Ausência de carreira médica dentro de cada instituição; falta de estímulo estru-turado institucional para progressão científica; nomeações para chefias técnicas e direcções intermédias assentes puramente no “achismo”, de base muito variada, de quem transitoriamente manda no hospital; remunerações díspares por fornecimento de serviços específicos, à peça ou à hora, dos trabalhadores médicos, cuja formação contínua passou a não ser uma preocupação do hospital onde trabalham; perda da ligação de muitos médicos aos doentes e à equipa do hospital onde prestam serviço.

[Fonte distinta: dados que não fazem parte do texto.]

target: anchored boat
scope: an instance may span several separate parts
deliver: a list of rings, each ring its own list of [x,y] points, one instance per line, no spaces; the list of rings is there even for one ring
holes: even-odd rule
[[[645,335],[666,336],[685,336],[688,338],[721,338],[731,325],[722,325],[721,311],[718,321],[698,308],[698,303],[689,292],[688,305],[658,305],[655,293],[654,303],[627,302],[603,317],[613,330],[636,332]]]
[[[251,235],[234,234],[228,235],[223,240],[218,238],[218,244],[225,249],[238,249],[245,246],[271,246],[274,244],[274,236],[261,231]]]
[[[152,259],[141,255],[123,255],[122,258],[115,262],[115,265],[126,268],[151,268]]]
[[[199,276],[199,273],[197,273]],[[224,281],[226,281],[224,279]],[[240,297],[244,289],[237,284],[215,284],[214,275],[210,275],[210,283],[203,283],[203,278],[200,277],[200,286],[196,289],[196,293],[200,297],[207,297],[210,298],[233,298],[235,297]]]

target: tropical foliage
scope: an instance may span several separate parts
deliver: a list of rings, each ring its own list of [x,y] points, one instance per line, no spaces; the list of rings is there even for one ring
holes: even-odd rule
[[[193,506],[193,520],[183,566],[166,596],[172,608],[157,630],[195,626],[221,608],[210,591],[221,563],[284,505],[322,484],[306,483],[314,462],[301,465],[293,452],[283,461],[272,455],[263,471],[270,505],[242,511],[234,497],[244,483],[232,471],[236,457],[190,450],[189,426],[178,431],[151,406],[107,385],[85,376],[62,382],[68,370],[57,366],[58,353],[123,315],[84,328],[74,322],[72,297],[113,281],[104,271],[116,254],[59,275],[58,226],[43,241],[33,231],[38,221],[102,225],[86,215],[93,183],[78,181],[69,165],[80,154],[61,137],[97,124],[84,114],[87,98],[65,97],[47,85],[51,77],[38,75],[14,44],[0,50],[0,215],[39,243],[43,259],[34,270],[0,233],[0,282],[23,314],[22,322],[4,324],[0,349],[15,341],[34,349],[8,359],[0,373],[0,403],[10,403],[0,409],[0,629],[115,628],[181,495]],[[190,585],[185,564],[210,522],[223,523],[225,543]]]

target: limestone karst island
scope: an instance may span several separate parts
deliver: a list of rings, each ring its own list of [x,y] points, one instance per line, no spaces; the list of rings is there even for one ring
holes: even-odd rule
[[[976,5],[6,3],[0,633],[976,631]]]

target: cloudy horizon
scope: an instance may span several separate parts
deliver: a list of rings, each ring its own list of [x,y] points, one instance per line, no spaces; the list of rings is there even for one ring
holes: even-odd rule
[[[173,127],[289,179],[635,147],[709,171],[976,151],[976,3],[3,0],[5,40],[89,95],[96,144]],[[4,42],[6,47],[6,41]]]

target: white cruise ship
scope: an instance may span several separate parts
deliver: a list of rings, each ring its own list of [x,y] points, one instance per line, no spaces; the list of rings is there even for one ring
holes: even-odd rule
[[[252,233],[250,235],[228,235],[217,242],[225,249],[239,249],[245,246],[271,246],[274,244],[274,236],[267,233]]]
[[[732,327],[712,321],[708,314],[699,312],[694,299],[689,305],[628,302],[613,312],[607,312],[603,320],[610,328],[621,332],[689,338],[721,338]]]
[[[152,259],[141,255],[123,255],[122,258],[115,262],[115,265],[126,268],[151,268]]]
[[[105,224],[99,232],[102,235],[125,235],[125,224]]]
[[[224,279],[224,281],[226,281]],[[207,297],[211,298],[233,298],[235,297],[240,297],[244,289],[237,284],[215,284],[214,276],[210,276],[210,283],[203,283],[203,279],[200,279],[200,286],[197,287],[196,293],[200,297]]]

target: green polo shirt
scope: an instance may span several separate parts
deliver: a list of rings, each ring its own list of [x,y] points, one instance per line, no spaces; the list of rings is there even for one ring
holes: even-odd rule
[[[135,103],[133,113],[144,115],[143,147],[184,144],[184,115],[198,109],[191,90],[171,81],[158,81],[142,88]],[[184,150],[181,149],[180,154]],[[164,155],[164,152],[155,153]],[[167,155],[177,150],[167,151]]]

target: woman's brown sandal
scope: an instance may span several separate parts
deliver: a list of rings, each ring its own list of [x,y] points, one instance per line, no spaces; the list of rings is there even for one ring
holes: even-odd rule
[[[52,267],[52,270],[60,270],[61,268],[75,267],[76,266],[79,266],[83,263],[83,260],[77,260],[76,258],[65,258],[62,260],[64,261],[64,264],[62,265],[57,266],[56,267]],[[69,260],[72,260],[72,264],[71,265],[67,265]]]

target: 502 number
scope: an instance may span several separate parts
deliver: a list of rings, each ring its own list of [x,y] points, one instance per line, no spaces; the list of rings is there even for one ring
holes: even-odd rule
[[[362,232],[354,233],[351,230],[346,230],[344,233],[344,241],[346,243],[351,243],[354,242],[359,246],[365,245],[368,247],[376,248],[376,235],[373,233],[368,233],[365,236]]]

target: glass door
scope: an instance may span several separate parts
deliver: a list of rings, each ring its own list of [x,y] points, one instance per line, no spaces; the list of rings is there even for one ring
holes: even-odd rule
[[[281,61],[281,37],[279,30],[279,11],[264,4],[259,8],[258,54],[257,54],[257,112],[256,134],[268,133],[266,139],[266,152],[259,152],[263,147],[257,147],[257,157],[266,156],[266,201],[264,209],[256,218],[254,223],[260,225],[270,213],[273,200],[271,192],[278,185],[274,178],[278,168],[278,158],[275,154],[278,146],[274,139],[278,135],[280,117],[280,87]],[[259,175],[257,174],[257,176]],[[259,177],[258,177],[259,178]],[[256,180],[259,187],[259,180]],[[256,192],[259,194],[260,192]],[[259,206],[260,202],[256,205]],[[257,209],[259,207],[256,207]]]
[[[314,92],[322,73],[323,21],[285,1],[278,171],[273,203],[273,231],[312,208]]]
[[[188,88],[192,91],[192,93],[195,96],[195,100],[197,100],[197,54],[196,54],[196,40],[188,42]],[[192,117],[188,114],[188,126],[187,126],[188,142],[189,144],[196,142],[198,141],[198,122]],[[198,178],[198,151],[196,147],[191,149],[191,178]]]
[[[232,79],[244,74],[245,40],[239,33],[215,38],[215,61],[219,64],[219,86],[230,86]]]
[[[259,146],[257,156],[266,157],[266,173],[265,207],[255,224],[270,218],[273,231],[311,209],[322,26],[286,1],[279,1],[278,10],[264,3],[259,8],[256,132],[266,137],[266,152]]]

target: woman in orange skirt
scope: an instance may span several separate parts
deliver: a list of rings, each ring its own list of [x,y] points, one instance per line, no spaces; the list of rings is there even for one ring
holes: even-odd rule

Tudo isto redunda na falta de sustentabilidade científica e clínica dos hospitais. Para uma mudança administrativa não havia necessidade de nada disto. Não quero crer que fosse isto que o ministro Correia de Campos idealizou. Acho mais que se tratou de um efeito colateral inesperado para ele.
Estamos certos que o bom senso acabará por vir ao de cima. Só não queríamos que demorasse tempo demais, com os estragos na medicina e na saúde que já se começam a notar. Quanto mais depressa houver coragem para as correcções necessárias, melhor. Por isso, e porque mantemos a esperança, vamos chamando a atenção de quem decide.